Ankara “IŞİD operasyonu” düğmesine basarken, İhsan Eliaçık’tan
nurtopu gibi bir IŞİD açılımı geldi.
“Antikapitalist Müslümanların lideri” Eliaçık, “IŞİD’ın
yaptıklarına karşıyım, kendisinedeğil. Cinayet, gasp, sürgün,
kölecilik, din polisliği, ibadet zorbalığı” şeklinde bir tweet
attı.
“Ne iş?” diyenlere ardından yeni bir tweet’le,
“Cinayet…(vs.) olmadan da Irak Şam İslam Devleti
olabilir, böyle olmadığınızdan size karşıyım” yanıtı
verdi.
Eliaçık özetle yönteme karşı, ideolojiye değil.

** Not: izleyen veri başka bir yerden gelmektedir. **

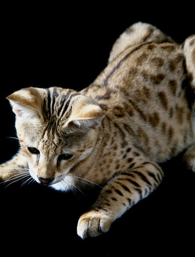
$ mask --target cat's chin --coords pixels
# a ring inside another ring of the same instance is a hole
[[[65,181],[61,180],[59,182],[51,185],[50,186],[54,188],[56,190],[63,191],[69,191],[74,187],[74,179],[72,177],[70,177],[70,178],[68,178],[68,179],[66,179]]]
[[[50,186],[58,191],[68,191],[71,189],[71,186],[62,184],[61,182],[53,184]]]

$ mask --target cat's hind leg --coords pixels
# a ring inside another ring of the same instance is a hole
[[[12,182],[28,176],[30,176],[28,162],[22,151],[0,165],[0,181]]]
[[[129,169],[114,175],[96,202],[80,218],[77,233],[82,238],[107,231],[114,220],[161,183],[163,173],[155,162],[147,158],[129,161]]]

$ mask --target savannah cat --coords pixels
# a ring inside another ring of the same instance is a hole
[[[180,45],[151,25],[134,24],[80,92],[29,87],[8,96],[21,149],[1,165],[1,179],[30,174],[62,191],[98,184],[77,232],[82,238],[106,232],[159,185],[158,163],[186,149],[183,160],[195,171],[194,87],[195,35]]]

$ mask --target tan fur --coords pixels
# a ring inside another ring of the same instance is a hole
[[[101,185],[79,220],[85,238],[108,231],[160,183],[157,163],[192,145],[183,158],[195,171],[194,42],[178,44],[138,23],[120,36],[107,67],[81,92],[29,88],[8,97],[21,150],[1,165],[2,179],[15,179],[12,172],[22,163],[57,190]],[[70,158],[60,162],[64,153]]]

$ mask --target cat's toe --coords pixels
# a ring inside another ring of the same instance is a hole
[[[97,236],[109,229],[113,218],[107,214],[92,211],[84,214],[79,220],[77,233],[82,238]]]

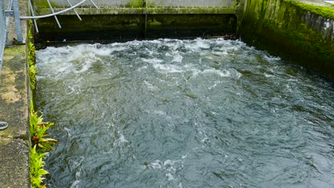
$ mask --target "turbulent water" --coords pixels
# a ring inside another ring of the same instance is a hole
[[[334,89],[223,39],[47,48],[49,187],[334,187]]]

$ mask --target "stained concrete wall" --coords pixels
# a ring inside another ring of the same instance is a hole
[[[72,4],[82,0],[70,0]],[[47,6],[46,0],[35,0],[36,4]],[[66,0],[51,0],[54,6],[69,6]],[[142,0],[93,0],[99,6],[138,6],[143,3]],[[148,6],[227,6],[231,7],[236,0],[146,0]],[[89,1],[83,4],[84,6],[91,6]]]
[[[334,6],[322,1],[246,0],[243,40],[334,79]]]

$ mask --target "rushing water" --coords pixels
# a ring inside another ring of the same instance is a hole
[[[334,89],[223,39],[37,53],[49,187],[334,187]]]

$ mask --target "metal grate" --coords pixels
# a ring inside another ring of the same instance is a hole
[[[61,25],[58,20],[57,16],[58,14],[66,12],[70,10],[74,10],[76,13],[78,19],[81,21],[81,18],[74,9],[76,7],[81,5],[86,1],[89,1],[91,4],[92,4],[96,9],[98,9],[98,6],[94,3],[93,0],[82,0],[81,1],[73,5],[70,0],[66,0],[67,3],[70,6],[69,8],[64,9],[62,11],[54,12],[54,8],[52,7],[49,0],[46,0],[49,4],[49,9],[51,11],[51,14],[47,15],[35,15],[35,12],[34,11],[34,8],[31,4],[31,0],[28,1],[29,8],[31,12],[31,16],[20,16],[20,11],[19,9],[19,0],[0,0],[0,75],[1,73],[1,68],[2,68],[2,62],[4,58],[4,51],[6,46],[6,40],[7,38],[7,33],[8,33],[8,24],[9,22],[9,17],[14,16],[14,22],[15,22],[15,27],[17,35],[17,41],[19,43],[24,43],[22,37],[22,30],[21,28],[21,21],[20,19],[31,19],[34,20],[34,24],[35,25],[36,31],[39,32],[39,28],[37,26],[37,23],[36,21],[38,19],[43,19],[50,16],[54,16],[56,21],[57,22],[58,26],[59,28],[61,28]]]
[[[69,4],[69,5],[70,6],[69,8],[64,9],[64,10],[58,11],[58,12],[54,12],[54,8],[52,7],[52,6],[51,4],[50,1],[46,0],[51,14],[46,14],[46,15],[36,16],[36,15],[35,15],[35,12],[34,11],[34,8],[33,8],[31,1],[31,0],[29,0],[29,6],[30,11],[31,11],[31,16],[21,16],[20,18],[21,19],[34,19],[34,24],[35,25],[36,31],[38,33],[39,32],[39,27],[37,26],[37,23],[36,21],[36,19],[54,16],[56,21],[57,22],[58,26],[60,28],[61,28],[61,25],[60,24],[60,22],[59,22],[59,21],[58,20],[58,18],[57,18],[58,14],[60,14],[69,11],[71,11],[71,10],[73,9],[74,11],[74,12],[76,13],[76,16],[78,16],[78,19],[80,21],[81,21],[81,18],[80,17],[78,12],[76,12],[76,11],[74,9],[76,7],[81,5],[82,4],[86,2],[86,1],[89,1],[95,6],[95,8],[98,9],[98,6],[94,3],[94,1],[93,0],[82,0],[81,1],[79,2],[78,4],[76,4],[75,5],[73,5],[69,0],[66,0],[66,1],[67,1],[67,3]]]

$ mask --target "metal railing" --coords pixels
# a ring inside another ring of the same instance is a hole
[[[4,58],[4,51],[8,34],[9,18],[14,16],[17,41],[23,43],[22,30],[19,11],[19,0],[0,0],[0,75]]]
[[[8,34],[8,25],[9,24],[9,18],[11,16],[14,16],[14,23],[16,31],[16,36],[17,36],[17,41],[19,43],[23,43],[24,41],[22,37],[22,30],[21,27],[21,21],[20,19],[31,19],[34,20],[34,24],[35,26],[36,31],[39,32],[39,28],[37,26],[37,23],[36,21],[38,19],[43,19],[50,16],[54,16],[57,22],[58,26],[59,28],[61,28],[59,21],[57,19],[56,15],[64,13],[66,11],[73,10],[76,16],[78,16],[79,19],[81,21],[81,18],[74,9],[74,8],[81,5],[83,3],[86,2],[86,1],[89,1],[91,4],[93,5],[96,9],[98,9],[98,6],[94,3],[93,0],[81,0],[80,2],[73,5],[70,0],[66,0],[67,3],[69,5],[69,8],[64,9],[62,11],[54,12],[54,8],[52,7],[50,1],[46,0],[49,4],[51,14],[46,15],[35,15],[35,12],[34,11],[34,8],[31,4],[31,0],[28,0],[28,6],[29,9],[30,9],[30,12],[31,16],[20,16],[20,11],[19,7],[19,0],[0,0],[0,75],[1,73],[1,68],[2,68],[2,63],[4,59],[4,48],[6,46],[6,41],[7,39],[7,34]]]

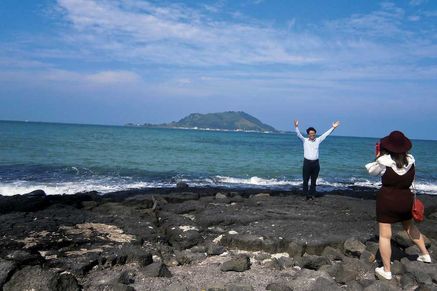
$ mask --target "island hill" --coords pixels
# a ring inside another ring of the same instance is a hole
[[[262,123],[257,118],[242,111],[228,111],[221,113],[192,113],[179,121],[163,124],[135,125],[154,128],[189,128],[203,130],[229,130],[229,131],[256,131],[256,132],[277,132],[272,126]]]

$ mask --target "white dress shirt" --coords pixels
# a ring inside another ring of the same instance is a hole
[[[314,140],[310,140],[309,138],[302,136],[298,127],[295,129],[297,137],[303,142],[303,157],[312,161],[319,159],[319,144],[334,131],[334,127],[331,127],[321,136],[316,137]]]

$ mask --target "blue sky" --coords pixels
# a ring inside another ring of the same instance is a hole
[[[0,1],[0,119],[437,139],[437,1]]]

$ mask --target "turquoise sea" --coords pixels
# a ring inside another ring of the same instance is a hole
[[[320,129],[322,133],[323,129]],[[377,138],[328,137],[319,190],[378,187],[364,165]],[[417,188],[437,194],[437,141],[413,140]],[[0,194],[144,187],[301,185],[303,149],[294,133],[268,134],[34,122],[0,122]]]

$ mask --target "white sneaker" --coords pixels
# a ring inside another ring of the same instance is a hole
[[[417,257],[417,260],[419,262],[431,263],[431,256],[430,255],[420,255]]]
[[[391,278],[392,278],[391,272],[384,271],[384,267],[376,268],[375,273],[376,273],[376,275],[379,275],[386,280],[391,280]]]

Eliaçık bile “IŞİD’le arasına duvar
çekmiyor/ çekemiyor”.
“İslamcıların en Gezicisi” bildiğimiz İhsan Eliaçık dahi bunları
derse, gerisini hesap edin.
IŞİD’le mücadelenin en çetin yanı bu: Sünni İslamla iç içe geçen bu
çok köklü ideolojiyle yüzleşmek.
Bu yapılmadığı/yapılamadığı sürece, askeri çözüm hikâye.
Konuyla ilgili tüm çalışmalar zaten askeri operasyonların -yeni
terör olaylarının zeminini hazırlamak tehdidi bir yana- şimdiye
değin sınırlı sonuç aldığını gösteriyor.
Geri dönüşün ideolojisi
IŞİD ideolojisi dendiğinde bu durumda ne anlaşılıyor? Ve ideolojiyi
kullandığı yöntemlerden ayırmak mümkün müdür?
Yeni okuduğum bir kitap var.
Cezayir asıllı sosyolog Khaled
Fouad Allam’ın “Charlie Hebdo”
katliamı ardından kaleme aldığı “Yan komşudaki cihatçı: IŞİD
evimizde/Il Jihadista della Porta Accanto, L’ISIS a casa
nostra” adını taşıyan eser, Sünni İslam toplumlardaki “IŞİD
olgusunun” hangi boyutlarda derin ve çetrefil bir mesele olduğunu
ele alıyor.
Fouad Allam, Ankara’nın titizlikle IŞİD yerine dolaşıma sokmak
istediği “DAEŞ” -Irak Şam İslam Devleti- kavramıyla giriyor
olaya.
Eliaçık’ın “barışçı yöntemler belleseler karşı durmayacağı”
Irak Şam İslam Devleti- DAEŞ, öncelikle “ulus devleti” yok
sayıyor.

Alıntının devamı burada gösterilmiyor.